Working out how to handle rejection and how to improve self-esteem are gradual processes that are subtly different for everyone.
However, whether you’re looking to learn how to deal with rejection from friends, how to deal with rejection in love, or how to handle rejection from a job, the key steps are the same.
When you hold on to the false assumption that others will always reject you, you create situations where rejection occurs.
Unconsciously, you’ll send out signals that push people away and make your fears into reality.

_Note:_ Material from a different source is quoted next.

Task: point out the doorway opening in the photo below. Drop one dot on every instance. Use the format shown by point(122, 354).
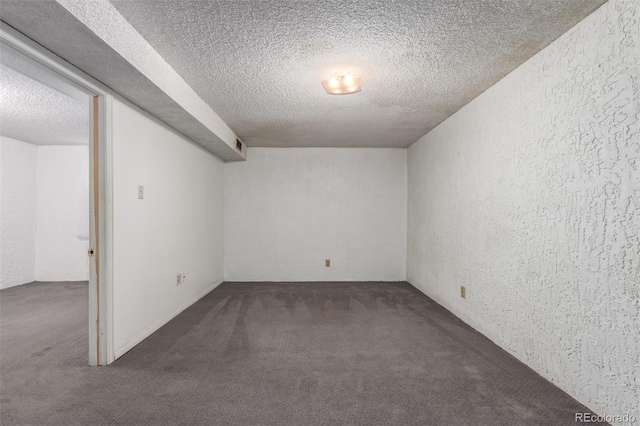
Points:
point(54, 286)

Then, you’ll use the next rejection as evidence that you’ll always experience rejection!
Start battling this self-fulfilling prophecy by deliberately looking for signs of acceptance – write them down if it helps.
Are you phrasing your goals in terms of what you don’t want?
For example, when dealing with rejection at work, are you thinking “I don’t want to be rejected”?
You’ll be much more successful if you flip your goal into a positive one.
For example, make it “I want to make friends at work” or “I want to get a promotion by next year.”
When learning how to build confidence, it’s important to know where the lack thereof began. Who taught you to fear rejection? Where did you receive messages suggesting you lack value?
These limiting beliefs often come from things that happened when you were very young. Once you make them concrete, you can challenge them, and they start to lose their power.
Overcoming the fear of rejection takes some creative use of the imagination.
Every day, make time to visualize yourself acting confidently in situations that generally make you feel insecure.
Imagine yourself not only surviving but thriving, unworried by the idea of rejection. In time, this visualization habit can help to reshape your thoughts and expectations.
Feeling rejected often leads to feeling certain that you will be rejected again. As noted above, this creates an unending vicious cycle.
Start to question yourself when you make assumptions about whether you will do well at something or whether someone will like you.
Accept that all possibilities are open – good and not so good – and tell yourself that you’re capable of handling both.
Getting over rejection also requires that you learn to see it differently. No particular rejection is the end of the world for you.
You can survive the end of a relationship, or a job that doesn’t work out, or a friendship that no longer fits.
When you catch yourself fretting over a “What if?” question, challenge yourself to imagine how you would overcome the scenario and find happiness again.
Finally, remember that all your favorite musicians, novelists, and artists have been rejected at some point.
When you get rejected, you probably assume it means something awful about you. But how do you feel about others who have experienced rejection?
Try to see that experiencing rejection isn’t the same as being unlovable, worthless, or destined to be alone forever.
In other words, rejection doesn’t have to carry that much weight – not if you don’t let it.